McKeller married Noreina Elizabeth Meads in 1934, purchased a home in south Boston's Roxbury neighborhood, and lived there out of the public eye until his death on July 15, 1962. He was buried next to his wife in Mount Hope Cemetery in the Dorchester neighborhood nearby.

== Portrait ==
Sargent painted Nude Study of Thomas McKeller between 1917 and 1920. This oil on canvas painting depicts a nude McKeller seated, perched on a pillow, body tensed, legs akimbo, and head tilted back in a heroic pose in front of an aureole of amorphous feathery wings. His brown skin is bathed in rich golden light. The painting may have started out as a study for Prometheus. Sargent never publicly exhibited the portrait but kept it on display in his studio. New York Times art critic Holland Cotter observed, "It's a transfixed and transfixing image, sensual, aspirational. And I would say homoerotic." Curator Guy McElroy described the portrait as "redolent with a fluid naturalism and heroic posture." Historian Michael Henry Adams deemed it "resonant of a conception of not just black humanity but of an African American nobility."
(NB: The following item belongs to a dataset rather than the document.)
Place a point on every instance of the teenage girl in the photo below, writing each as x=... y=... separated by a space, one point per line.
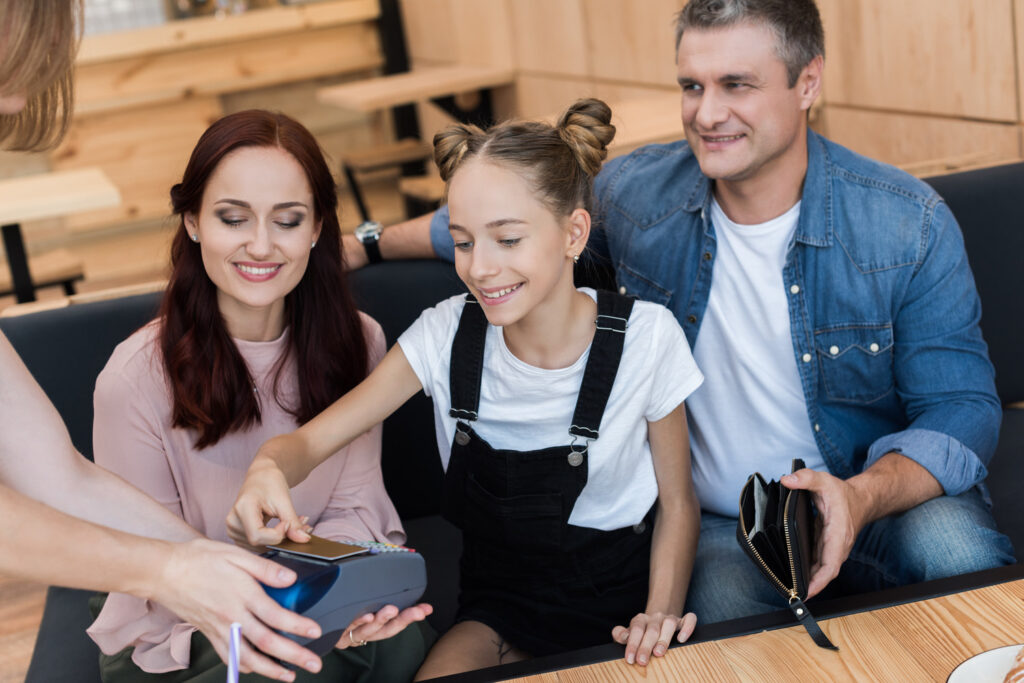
x=559 y=415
After Sargent's death, the painting, dubbed Portrait of a Negro Nude, wound up at the Museum of Fine Arts. In 1932, William James Jr., a painter and nephew of Henry James, took possession of the painting, possibly to use in teaching. The painting disappeared for decades, until curator Trevor Fairbrother noticed it in storage at the Boston Athenæum and purchased it for the Museum of Fine Arts in 1986. In 1995, Yusef Komunyakaa published "Nude Study", his poetic response to the portrait, in The Kenyon Review.

In 2020, the Isabella Stewart Gardner Museum's exhibition "Boston's Apollo: Thomas McKeller and John Singer Sargent," featuring the portrait, received critical acclaim in The Guardian, The New York Times, The Burlington Magazine, and Apollo.